As it follows, “ Instead of 20 “different” articles (which actually used the exact same content), we’ll show the definitive original copy and give credit to the original journalist.”
Add to this a recent deal the search giant struck with Associated Press, Agence France-Presse, UK Press Association and the Canadian Press to directly host their content on Google News and the picture is complete. But what does it exactly mean?
Well, first of all, it means that sites living exclusively on posting or rewriting agency news might cease to exist in a while. No traffic from Google means less revenue, if not no revenue at all. They may still be made available to the user if the “Sort by date with duplicates included ” option is clicked, but that’s hardly any consolation. No listing on the front page, no direct listing on the related sources page, this basically means you’re not worthy to be read.
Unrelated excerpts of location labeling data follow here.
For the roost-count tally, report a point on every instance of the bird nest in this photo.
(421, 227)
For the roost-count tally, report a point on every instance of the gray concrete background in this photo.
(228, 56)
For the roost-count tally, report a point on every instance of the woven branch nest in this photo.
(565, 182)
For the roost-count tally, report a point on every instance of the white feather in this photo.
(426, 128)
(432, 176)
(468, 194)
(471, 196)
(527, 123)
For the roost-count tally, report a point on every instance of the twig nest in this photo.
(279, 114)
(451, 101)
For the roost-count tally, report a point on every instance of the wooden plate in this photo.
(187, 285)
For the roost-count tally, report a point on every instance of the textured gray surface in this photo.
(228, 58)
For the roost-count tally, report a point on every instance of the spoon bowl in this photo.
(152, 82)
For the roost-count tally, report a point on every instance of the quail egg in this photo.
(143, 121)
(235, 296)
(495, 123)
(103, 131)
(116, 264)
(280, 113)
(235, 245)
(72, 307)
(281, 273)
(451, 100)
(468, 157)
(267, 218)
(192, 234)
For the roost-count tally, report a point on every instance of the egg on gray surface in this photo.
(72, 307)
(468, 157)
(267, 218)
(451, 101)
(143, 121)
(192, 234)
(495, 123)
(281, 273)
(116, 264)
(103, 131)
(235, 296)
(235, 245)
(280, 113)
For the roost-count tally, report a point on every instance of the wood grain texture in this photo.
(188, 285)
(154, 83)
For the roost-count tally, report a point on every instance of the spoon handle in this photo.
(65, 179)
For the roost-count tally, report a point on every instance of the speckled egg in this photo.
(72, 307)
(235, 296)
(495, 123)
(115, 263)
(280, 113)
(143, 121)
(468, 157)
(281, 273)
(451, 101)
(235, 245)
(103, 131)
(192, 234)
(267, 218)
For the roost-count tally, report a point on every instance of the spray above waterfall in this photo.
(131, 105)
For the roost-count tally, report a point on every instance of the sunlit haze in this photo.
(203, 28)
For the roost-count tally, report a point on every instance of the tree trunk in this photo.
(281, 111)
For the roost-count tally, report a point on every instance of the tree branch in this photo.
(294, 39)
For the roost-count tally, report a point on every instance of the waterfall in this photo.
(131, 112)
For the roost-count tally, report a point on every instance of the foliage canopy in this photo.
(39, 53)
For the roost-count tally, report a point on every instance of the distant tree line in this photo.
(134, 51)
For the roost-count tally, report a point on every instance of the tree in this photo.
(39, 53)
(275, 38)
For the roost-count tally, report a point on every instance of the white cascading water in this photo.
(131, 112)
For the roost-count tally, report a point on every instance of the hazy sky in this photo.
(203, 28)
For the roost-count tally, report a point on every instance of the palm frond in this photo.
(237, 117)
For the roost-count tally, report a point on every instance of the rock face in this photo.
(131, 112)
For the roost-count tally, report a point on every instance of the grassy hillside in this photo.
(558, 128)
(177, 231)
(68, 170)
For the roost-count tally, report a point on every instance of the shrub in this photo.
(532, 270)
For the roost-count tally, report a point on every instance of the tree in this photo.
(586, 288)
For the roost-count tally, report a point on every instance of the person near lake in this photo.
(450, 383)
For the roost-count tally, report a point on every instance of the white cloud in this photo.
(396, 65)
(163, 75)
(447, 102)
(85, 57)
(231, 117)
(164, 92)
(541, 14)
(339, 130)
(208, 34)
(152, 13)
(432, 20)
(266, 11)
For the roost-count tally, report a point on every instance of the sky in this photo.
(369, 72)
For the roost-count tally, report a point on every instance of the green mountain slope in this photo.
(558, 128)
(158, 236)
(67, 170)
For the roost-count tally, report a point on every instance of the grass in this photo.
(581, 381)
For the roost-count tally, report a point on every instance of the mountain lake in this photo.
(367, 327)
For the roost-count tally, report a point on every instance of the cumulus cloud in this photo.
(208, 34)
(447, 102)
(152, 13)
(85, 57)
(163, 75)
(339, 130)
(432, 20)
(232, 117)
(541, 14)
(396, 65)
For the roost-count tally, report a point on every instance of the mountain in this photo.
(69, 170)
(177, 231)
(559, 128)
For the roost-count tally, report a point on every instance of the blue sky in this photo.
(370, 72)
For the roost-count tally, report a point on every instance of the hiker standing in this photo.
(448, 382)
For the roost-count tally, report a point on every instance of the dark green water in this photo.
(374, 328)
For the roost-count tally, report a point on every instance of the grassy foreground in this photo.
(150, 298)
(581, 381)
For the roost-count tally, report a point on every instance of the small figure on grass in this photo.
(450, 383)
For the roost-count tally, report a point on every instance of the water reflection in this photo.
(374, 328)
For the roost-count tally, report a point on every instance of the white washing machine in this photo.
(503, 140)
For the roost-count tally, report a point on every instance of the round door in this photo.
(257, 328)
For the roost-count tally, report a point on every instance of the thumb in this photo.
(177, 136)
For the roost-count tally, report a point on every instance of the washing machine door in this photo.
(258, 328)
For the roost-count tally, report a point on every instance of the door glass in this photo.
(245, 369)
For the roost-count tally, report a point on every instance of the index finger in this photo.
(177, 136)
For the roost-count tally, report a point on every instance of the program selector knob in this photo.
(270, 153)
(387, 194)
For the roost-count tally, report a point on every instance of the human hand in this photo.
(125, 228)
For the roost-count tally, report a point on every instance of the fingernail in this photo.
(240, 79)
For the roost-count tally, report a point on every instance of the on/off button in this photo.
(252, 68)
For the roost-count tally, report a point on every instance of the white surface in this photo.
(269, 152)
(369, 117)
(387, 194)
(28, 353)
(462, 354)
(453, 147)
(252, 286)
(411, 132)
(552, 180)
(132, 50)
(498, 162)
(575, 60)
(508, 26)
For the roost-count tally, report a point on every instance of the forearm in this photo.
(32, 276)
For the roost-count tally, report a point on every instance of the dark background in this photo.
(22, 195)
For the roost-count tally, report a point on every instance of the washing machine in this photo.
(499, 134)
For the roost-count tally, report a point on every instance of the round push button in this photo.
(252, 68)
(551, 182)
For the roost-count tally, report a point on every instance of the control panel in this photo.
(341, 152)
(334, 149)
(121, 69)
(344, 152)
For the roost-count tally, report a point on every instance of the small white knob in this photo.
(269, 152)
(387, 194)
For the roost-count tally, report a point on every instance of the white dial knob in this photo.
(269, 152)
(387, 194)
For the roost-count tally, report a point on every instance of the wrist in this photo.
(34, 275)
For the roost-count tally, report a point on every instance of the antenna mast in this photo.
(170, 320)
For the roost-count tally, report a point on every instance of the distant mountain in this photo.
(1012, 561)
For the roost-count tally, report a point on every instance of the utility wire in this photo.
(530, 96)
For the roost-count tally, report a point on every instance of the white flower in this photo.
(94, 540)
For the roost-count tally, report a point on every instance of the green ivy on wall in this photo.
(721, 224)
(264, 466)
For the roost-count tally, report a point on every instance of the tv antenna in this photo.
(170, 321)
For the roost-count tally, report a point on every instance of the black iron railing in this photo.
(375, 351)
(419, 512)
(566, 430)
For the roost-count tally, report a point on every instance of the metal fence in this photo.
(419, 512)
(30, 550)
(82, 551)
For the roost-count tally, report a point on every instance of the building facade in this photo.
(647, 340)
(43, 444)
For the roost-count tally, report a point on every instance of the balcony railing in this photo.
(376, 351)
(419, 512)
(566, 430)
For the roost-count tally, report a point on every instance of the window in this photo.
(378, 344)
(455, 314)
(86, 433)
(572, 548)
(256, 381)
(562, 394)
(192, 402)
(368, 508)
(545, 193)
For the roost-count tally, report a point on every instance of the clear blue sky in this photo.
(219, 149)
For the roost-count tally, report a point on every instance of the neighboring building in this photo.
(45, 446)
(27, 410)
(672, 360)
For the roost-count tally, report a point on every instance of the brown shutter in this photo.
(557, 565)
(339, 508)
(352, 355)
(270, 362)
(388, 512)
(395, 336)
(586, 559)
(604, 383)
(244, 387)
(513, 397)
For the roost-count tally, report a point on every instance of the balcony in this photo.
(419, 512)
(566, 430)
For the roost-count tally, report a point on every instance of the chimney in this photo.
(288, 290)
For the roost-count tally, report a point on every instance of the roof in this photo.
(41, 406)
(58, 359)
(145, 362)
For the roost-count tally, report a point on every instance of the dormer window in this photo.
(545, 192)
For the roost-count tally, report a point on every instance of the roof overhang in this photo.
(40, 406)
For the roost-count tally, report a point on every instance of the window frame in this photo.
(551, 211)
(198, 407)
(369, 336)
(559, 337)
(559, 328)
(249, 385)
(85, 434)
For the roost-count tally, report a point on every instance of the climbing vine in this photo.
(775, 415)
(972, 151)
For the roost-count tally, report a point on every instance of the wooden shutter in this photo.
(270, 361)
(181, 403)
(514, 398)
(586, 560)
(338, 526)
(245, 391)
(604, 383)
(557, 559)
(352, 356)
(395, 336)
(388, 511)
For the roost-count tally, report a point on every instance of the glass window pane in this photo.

Also, it would be interesting to see how will this move affect news agencies. Their content was not distributed for free to newspapers. Cutting down on duplicate sources might drive the online editions to cancel their contracts with the news agencies and,thus, cutting them from a nice source of revenue.
At present time Google hasn’t mentioned anything regarding the financial terms of the recent deal it made with the news agencies, nor did it say how it plans to cash in on the deal. Advertising seems to be the most convenient way at hand, but at present time the agency-provided content features no ads.
And last, one question: how come Reuters wasn’t made part of the deal?